Did Sally the Teacher really know how
her 403(b) worked?
Here is the story of Sally the Teacher. When Sally was 30 years old and on the advice of a 403(b) salesperson, she started saving $200 a month ($2,400 a year) in a Qualified 403(b) plan for 30 years. She earned 8% a year in her plan and at age 60 she had accumulated $300,000.
Sally was told by the 403(b) salesperson that one of the big advantages of the 403(b) would be the tax savings. She was in a 25% tax bracket; so, she saved $600 a year in a taxes on the $2,400 that she saved each year. Over 30 years Sally saved $18,000 in taxes.
Now that Sally is retired, she does not want to spend any of the $300,000 in hear plan. She just wants to live off of the 8% interest or $24,000 a year her plan earns. At this time there are no longer any children at home and her mortgage is low or paid off; so, that means she is still in a 25% or higher tax bracket. She will pay taxes on the $24,000 at a rate of 25%, which is $6,000, leaving her $18,000 a year.

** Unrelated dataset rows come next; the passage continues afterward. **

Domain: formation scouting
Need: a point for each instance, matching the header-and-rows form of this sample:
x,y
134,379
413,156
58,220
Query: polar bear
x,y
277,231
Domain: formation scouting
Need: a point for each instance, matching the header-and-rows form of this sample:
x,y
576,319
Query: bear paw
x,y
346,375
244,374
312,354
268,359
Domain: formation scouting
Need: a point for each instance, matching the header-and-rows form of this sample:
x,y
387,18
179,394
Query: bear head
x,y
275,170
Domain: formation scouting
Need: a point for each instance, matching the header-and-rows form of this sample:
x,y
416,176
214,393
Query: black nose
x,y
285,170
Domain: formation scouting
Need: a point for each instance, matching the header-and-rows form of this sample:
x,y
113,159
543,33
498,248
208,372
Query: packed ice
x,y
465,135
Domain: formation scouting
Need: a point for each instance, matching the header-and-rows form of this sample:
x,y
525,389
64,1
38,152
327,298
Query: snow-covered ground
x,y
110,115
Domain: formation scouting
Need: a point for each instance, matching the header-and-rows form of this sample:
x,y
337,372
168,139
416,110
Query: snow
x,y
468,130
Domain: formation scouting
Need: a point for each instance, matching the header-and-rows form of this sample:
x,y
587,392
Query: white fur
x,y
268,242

Remember the $18,000 Sally saved in taxes over the 30 years she invested in that 403(b) plan? In 3 years, she will pay taxes equal to the $18,000 it took her 30 years to save. ($18,000 divided by $6,000 equals 3 years) She will have to pay that $18,000 in taxes every 3 years. If she lives 25 years to age 85, she will pay $150,000 in taxes versus the $18,000 in taxes it took her 30 years to save.
When she passes away, her spouse will pay $18,000 every 3 years. When the spouse passes away, their children will pay $18,000 every 3 years, plus 25% or more on the $300,000 balance in the 403(b) account.